The process restarts again in two years or so. Here is the rub- The guy who builds it at the first place knows all this so builds it as cheaply as they can get away with.
Its just how corruption works, and money flow from tax payers to politically well connected contractors(often the politicians themselves, as the contractors are just shell companies owned by contractors). Even if the company is black listed a new one can always be floated next time.
>>I suspect local governments are just inept at logistics.
No they are just corrupt. Its easy money. No audits, no accountability and no questions of any kind.
You just described the process in a big central european country.
I was wondering why a company from 300 km away fixes the local road ( an almost insignificant road).
I remember the neighbourhood where I grew up. The roads were great until the cable TV company slices them all open to put their cables in. Then the patches would never hold, water would get in and under the road when it rained, and the roads were terrible for years.
interesting. I noticed something similar in the UK but not in Germany. Maybe some simple change in the way these utility repairs are regulated is to blame?
While interstates are nice, cities are where people live, so the quality of urban roads matters and is maybe the reason for the perception of US roads?
It happens in Germany as well though, not even that infrequently. It’s particularly common with the recent push for FTTH connections.
At my parents place, they resurfaced to road a few years ago. Only for Deutsche Telekom to swoop in a year later and dig in their FTTC gear. Street was patched after, but reasonably well. At least we got faster internet back then
Probably everywhere frankly, but Dallas is terrible, too. My wife and I took up skateboarding recently and it became much more obvious. Go out to the suburbs or a running trail or nice park and it's smooth sailing. You can push and coast. Where we live near downtown, it's cracks, rocks, discontinuities, metal plates. The gas company also dug up a bunch of bedrock 7 years ago, left a huge pile of it on the corner, rain came a few days later, and for the last 7 years, our sidewalks have been covered in dirt and the houses and cars all get a thin yellow film on them because there is so much dirt in the air all the time.
That's before considering what regular construction crews do. Most of the sidewalks are closed most of the time. They're routinely torn out and never fixed. There are nails and other debris in the roads all the time. When we first moved to our current address, my wife had all four of her tires go flat within the first year. I didn't own a car until two years ago, but both front tires have gotten nails in them already. That's also on top of the city's contracted out private dump truck crushing my rear windshield and smashing the hatch and leaving a business card with a claim number on one of my front wiper blades.
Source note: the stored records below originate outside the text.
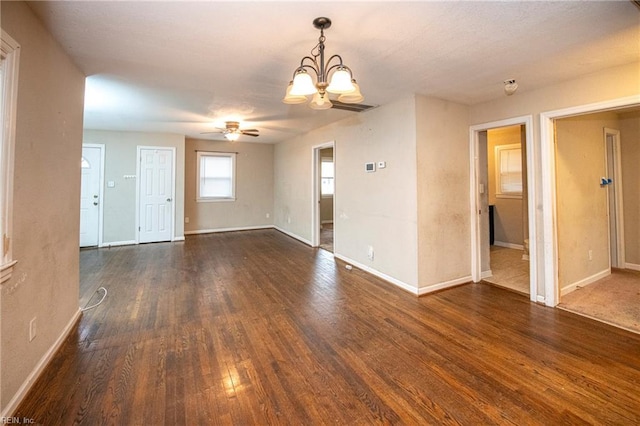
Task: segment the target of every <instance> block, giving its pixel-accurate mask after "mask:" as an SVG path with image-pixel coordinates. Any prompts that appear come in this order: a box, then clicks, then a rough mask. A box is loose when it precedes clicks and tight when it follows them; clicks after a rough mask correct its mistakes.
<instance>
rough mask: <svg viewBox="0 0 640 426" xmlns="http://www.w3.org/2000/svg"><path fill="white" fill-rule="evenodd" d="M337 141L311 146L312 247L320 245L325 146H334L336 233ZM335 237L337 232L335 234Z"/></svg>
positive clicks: (333, 141)
mask: <svg viewBox="0 0 640 426" xmlns="http://www.w3.org/2000/svg"><path fill="white" fill-rule="evenodd" d="M335 145H336V142H335V141H330V142H325V143H322V144H320V145H313V146H312V147H311V247H319V246H320V197H321V195H320V180H321V177H320V161H321V158H320V150H322V149H325V148H333V163H334V169H333V170H334V178H333V182H334V191H333V217H334V228H333V229H334V233H335V217H336V216H335V212H336V190H335V182H336V174H337V172H336V169H337V168H336V167H335V161H336V146H335ZM334 238H335V234H334Z"/></svg>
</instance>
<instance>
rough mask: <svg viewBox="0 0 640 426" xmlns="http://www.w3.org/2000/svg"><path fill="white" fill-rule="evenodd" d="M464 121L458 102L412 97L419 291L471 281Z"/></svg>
mask: <svg viewBox="0 0 640 426" xmlns="http://www.w3.org/2000/svg"><path fill="white" fill-rule="evenodd" d="M468 120H469V116H468V108H467V107H466V106H464V105H459V104H455V103H452V102H447V101H443V100H440V99H435V98H430V97H425V96H418V97H417V98H416V129H417V132H416V145H417V150H416V164H417V185H418V186H417V194H418V231H417V232H418V234H417V235H418V271H419V287H420V291H421V292H424V291H428V290H433V289H437V287H438V286H441V285H443V283H455V282H467V281H470V280H471V277H470V272H471V242H470V232H471V218H470V217H469V214H470V213H469V178H470V176H469V121H468ZM408 183H409V182H407V184H408Z"/></svg>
That was nice to walk out to.
Then there was the crew across the street stealing all of my power tools when I accidentally left my garage open one day.
I'm not a NIMBY, but experiencing this makes me weary of the Hacker News zeitgeist railing against communities that don't want their neighborhoods turned into constant construction. There are entirely non-evil reasons homeowners might want that because building where people already live is incredibly disruptive.
I like the 7 years bedrock story. Doesn't Dallas have the equivalent of New York City 311 complaints hotline? Literally, you call it for anything annoying / loud / dangerous, and the operator will help you raise the issue to the correct department.
To me, the trick about allowing more construction in established neighborhoods: Make the noise rules incredibly strict. Tokyo has non-stop construction everywhere. And the noise rules are very strict. It works. In Japan, I assume, for cultural reasons, most construction corps follow the rules. In other places ("The West"), you probably need expensive fines along with manual/automatic on-site inspections.